Capítulo 42.
No segundo dia, tivemos de fazer um desvio que nos obrigou a perder um dia inteiro de viagem. Seguindo a estrada principal que levava à oeste, bastou que saíssemos da cidade para não haver nada além de vegetação e carros abandonados ao nosso redor por muitos quilômetros. Vez ou outra, passávamos por um posto de gasolina ou um restaurante de beira de estrada, mas eles eram muito espaçados.
Ainda havia zumbis. Felizmente, nunca mais do que um grupo pequeno de cinco ou seis, ou apenas errantes junto às concentrações de carros batidos e abandonados. Eu ainda estava com o meu facão e o machado de Leonardo, e Samuel trouxera uma confiável barra de ferro (cujo uma das extremidades Celso envolveu com um pedaço de borracha para não machucar as mãos de quem manuseasse), então as criaturas nunca eram problemas.
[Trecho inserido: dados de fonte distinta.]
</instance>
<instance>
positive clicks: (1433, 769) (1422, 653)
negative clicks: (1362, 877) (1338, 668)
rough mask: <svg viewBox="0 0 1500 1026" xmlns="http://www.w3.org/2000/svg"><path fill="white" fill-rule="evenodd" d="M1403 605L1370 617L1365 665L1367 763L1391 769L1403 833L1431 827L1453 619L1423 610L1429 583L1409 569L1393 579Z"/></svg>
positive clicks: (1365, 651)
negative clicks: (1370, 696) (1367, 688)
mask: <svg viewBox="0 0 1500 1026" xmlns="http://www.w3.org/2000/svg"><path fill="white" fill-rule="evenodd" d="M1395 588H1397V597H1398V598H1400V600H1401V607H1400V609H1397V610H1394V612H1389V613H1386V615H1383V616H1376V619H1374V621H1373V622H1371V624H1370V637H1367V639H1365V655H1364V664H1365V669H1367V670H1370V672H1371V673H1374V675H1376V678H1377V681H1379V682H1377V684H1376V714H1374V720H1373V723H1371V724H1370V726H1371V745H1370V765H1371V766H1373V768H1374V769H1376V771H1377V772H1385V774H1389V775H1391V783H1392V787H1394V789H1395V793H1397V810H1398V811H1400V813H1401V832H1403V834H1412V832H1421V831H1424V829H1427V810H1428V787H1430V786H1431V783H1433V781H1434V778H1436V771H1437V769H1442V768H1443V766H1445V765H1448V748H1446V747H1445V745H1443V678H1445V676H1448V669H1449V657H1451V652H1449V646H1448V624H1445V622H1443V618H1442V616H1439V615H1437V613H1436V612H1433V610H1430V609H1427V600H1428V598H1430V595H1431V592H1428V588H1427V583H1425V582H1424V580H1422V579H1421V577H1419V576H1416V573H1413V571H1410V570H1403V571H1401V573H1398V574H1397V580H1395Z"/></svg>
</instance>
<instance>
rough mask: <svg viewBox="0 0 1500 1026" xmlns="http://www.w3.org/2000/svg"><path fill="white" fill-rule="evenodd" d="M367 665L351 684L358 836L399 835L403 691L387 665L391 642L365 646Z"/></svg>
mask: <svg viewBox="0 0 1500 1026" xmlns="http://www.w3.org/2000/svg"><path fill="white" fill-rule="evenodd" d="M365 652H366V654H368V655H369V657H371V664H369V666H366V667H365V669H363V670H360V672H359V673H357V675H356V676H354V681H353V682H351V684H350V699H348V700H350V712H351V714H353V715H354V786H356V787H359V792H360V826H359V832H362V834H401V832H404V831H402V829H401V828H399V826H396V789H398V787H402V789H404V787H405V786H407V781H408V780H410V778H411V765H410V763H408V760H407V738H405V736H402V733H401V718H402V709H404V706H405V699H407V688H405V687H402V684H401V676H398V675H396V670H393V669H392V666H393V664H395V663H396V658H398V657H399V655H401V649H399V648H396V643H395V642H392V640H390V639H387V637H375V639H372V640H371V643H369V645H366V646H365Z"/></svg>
Mas o sol implacável ainda era.
Estávamos muito bem preparados, com duas mochilas carregadas de suprimentos (três, na verdade, porque Mei vestia uma bolsa para cachorros e carregava consigo parte dos mantimentos), que iam de comida até material para acampamento. O problema é que nenhum de nós pensou em algo bobo como protetor solar — ou esperava aquele sol maldito.
Já era a metade de junho e eu e Samuel nos preparamos para dias mais frescos, mas ao que tudo indicava, o inverno não seria intenso naquele ano. As noites estavam frias, mas as manhãs e tardes eram insuportavelmente quentes e, logo no primeiro dia, minha pele já estava toda queimada de sol. Além da dor, aquilo nos desidratava ainda mais rápido e não podíamos carregar tanta água como gostaríamos, precisando depender dos estabelecimentos abandonados de beira de estrada para reabastecermos.
Dessa maneira, desviamos o curso por um dia inteiro para chegar em uma cidadezinha constituída por duas ruas principais com casas humildes. Ironicamente, foi o lugar onde mais encontramos zumbis até então, e conseguimos a proeza de quase morrer após sermos cercados por meia dúzia deles.
Mas o único momento em que realmente senti meu coração descompassar, foi quando achei que ainda pudessem haver pessoas vivas lá, quando encontrei sinais de outros sobreviventes. Nosso plano era passar a noite naquela cidade, mas pressionei Samuel para irmos embora o mais rápido possível assim que achamos o bendito protetor solar, então voltamos à estrada principal ainda durante a madrugada.
Apesar disso, os dias seguintes foram tranquilos. Conseguimos manter um ritmo de caminhada superior ao que Samuel estimou em seus cálculos e não perdemos mais do que algumas horas desviando de obstruções no caminho ou de grupos maiores de zumbis. Já estávamos no quinto dia de viagem e, se não encontrássemos mais nenhum problema, dentro de três dias estaríamos perto de Chapecó.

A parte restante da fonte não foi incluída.